U.S. farmers receive most of their income from the markets, and Congress should eliminate farm subsidies by establishing a low baseline in the Budget Resolution for the Commodity Credit Corp. The only problem with this claim — by the president of Taxpayers for Common Sense Action, a Washington-based “non-partisan, budget watchdog” — is that someone forgot to tell the markets.
Cotton and rice are currently selling at below the cost of production. Corn, soybean and wheat prices are relatively high, but anyone who has had to make their living from the “markets” knows those could turn around the first time crude oil prices drop below $40 a barrel.
Taxpayers for Common Sense Action fails to mention those inconvenient truths in the letter they sent members of the Senate Committee on the Budget before it voted to create a “Deficit-Neutral Reserve Fund for the Farm Bill” of up to $15 billion in additional baseline funding for the 2007 farm bill.
The fly in the ointment Senate Budget Committee Kent Conrad attempted to apply to the wounds to the farm bill baseline is the funding increase must be offset by cuts in other programs or increased taxes, a feat Senate Agriculture Committee chairman Tom Harkin says could be difficult in the current deficit environment.
Just how difficult is illustrated by the rhetoric of groups like Taxpayers for Common Sense Action or the Cato Institute’s Center for Trade Policy Studies, both of which argue against any increase in the baseline.
Prior to the Budget Committee vote, Harkin, an Iowa Democrat, and ranking member Saxby Chambliss, R-Ga., asked for increased funding for mandatory spending programs such as farm income support, agricultural trade, conservation, nutrition and renewable energy.
Sources said Harkin and Chambliss requested a $20 billion increase, but Conrad, a North Dakota Democrat, was barely able to add $15 billion to the $2.9 trillion budget resolution, which passed on a 12-11 party-line vote. The Senate was scheduled to vote on the plan March 20.
Taxpayers for Common Sense Action told Budget Committee members that they could “take an important first step toward meaningful reform of the current wasteful federal farm support program” by voting against any increases in the farm bill baseline.

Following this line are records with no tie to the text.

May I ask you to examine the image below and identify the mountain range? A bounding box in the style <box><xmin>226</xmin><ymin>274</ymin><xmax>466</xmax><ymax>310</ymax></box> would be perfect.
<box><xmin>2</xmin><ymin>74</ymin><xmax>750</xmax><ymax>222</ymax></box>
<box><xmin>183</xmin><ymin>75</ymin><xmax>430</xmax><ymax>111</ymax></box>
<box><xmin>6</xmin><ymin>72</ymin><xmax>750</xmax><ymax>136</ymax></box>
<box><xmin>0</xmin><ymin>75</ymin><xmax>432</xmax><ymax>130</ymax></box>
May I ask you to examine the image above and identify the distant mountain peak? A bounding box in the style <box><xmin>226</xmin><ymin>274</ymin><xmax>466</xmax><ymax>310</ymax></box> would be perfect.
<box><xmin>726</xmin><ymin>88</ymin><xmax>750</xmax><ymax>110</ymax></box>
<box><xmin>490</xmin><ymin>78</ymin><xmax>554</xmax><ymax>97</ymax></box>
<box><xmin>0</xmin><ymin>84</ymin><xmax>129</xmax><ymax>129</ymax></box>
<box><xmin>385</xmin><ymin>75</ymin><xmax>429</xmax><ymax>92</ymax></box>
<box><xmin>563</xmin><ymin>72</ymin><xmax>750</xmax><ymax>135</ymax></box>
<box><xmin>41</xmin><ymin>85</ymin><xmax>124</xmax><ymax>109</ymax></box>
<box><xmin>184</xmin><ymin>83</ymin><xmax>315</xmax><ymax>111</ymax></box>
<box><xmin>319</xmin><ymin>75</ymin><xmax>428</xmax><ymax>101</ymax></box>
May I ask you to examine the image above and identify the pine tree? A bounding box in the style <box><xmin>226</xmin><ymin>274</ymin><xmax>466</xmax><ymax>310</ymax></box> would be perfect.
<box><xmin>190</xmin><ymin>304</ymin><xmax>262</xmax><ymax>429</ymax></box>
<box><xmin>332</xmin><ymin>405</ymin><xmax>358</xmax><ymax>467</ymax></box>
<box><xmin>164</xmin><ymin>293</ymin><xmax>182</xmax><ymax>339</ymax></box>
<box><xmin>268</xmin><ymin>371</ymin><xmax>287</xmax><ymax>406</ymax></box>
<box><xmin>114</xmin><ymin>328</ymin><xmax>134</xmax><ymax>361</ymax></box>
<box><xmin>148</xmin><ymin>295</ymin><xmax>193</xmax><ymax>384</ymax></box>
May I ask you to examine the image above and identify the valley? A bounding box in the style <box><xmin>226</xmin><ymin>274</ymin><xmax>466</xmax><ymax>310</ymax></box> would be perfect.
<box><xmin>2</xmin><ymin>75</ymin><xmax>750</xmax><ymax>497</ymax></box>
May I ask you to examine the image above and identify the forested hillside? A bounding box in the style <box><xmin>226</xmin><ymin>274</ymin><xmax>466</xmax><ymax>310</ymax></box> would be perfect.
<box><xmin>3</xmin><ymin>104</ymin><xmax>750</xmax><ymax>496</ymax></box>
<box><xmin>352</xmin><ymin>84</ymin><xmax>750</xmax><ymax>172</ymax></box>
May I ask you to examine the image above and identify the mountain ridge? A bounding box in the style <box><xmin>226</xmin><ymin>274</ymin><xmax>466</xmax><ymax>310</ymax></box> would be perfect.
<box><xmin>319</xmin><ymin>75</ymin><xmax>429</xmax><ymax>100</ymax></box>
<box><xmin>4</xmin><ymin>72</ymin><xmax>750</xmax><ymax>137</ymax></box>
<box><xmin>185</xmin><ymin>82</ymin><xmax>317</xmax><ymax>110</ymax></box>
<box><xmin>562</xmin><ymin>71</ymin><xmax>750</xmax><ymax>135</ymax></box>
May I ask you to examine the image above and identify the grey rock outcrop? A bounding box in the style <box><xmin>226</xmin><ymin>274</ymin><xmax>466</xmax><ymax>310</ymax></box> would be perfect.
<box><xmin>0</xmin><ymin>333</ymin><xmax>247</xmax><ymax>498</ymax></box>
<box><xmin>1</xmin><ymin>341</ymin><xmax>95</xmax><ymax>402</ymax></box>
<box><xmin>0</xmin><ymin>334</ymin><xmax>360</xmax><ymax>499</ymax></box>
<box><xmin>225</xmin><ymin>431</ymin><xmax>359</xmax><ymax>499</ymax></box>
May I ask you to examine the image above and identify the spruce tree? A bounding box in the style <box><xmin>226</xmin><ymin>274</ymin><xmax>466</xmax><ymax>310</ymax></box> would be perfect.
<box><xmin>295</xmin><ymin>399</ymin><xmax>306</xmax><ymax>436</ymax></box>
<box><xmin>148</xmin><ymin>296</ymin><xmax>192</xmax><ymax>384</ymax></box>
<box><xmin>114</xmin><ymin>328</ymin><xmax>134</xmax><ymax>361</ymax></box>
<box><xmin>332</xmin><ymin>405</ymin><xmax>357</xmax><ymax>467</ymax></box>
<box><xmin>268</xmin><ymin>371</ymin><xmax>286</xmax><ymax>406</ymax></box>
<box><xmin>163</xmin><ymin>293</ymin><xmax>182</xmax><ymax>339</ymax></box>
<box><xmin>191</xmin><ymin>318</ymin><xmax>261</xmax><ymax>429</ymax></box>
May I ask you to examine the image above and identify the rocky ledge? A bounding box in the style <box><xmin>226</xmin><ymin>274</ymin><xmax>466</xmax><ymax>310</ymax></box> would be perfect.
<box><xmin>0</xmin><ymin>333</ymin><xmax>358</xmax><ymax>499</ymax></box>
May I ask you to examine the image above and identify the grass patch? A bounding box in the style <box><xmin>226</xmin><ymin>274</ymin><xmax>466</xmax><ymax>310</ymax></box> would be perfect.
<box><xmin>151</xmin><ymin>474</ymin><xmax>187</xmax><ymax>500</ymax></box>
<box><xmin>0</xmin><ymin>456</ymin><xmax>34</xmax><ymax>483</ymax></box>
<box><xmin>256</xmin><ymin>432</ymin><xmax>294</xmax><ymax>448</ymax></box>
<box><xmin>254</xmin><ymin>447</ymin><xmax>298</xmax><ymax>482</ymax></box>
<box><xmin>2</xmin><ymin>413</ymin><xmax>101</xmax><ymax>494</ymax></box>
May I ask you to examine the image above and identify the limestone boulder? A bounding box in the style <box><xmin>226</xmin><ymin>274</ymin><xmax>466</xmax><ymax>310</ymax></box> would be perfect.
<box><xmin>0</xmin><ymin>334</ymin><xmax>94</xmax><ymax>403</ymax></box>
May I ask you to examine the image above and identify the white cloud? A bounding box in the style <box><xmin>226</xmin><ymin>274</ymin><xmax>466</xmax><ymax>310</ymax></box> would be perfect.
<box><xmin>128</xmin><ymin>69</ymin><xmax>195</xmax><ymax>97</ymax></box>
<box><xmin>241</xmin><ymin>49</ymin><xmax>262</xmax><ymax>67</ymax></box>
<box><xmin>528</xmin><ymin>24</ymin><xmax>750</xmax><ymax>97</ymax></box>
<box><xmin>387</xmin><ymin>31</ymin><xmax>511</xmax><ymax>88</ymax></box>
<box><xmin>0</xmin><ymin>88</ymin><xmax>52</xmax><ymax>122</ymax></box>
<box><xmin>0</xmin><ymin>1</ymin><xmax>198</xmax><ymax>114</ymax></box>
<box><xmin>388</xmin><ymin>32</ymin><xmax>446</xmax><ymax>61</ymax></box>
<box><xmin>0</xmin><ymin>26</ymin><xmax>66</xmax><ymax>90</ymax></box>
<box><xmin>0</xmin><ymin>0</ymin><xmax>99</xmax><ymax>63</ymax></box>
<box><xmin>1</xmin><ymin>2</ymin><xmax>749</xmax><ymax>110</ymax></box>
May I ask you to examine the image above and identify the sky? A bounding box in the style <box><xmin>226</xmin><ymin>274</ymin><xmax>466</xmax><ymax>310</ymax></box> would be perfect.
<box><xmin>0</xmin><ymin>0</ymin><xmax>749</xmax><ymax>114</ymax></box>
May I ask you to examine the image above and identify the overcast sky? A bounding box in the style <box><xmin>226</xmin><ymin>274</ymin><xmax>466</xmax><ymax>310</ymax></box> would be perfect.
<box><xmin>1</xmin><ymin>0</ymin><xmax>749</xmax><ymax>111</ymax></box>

“The farm bill includes a taxpayer-funded support program that rewards wealthy agribusinesses with outdated Depression-era supports,” its letter said. “We urge you to heed Agriculture Secretary Mike Johanns’ appreciation that markets can and do work for farmers, and we call on you to reduce agriculture subsidies and make the tough decisions necessary to put our budget back on track.”
Subsidies cost taxpayers billions of dollars annually, are inequitably distributed, and undermine international trade relationships, it said. “Since 1995, more than $165 billion has been funneled to this country’s largest landowners and biggest agriculture producers, with annual costs to taxpayers exceeding $20 billion in many years.”
Those numbers have just enough truth in them to make farmers cringe and give taxpayers pause.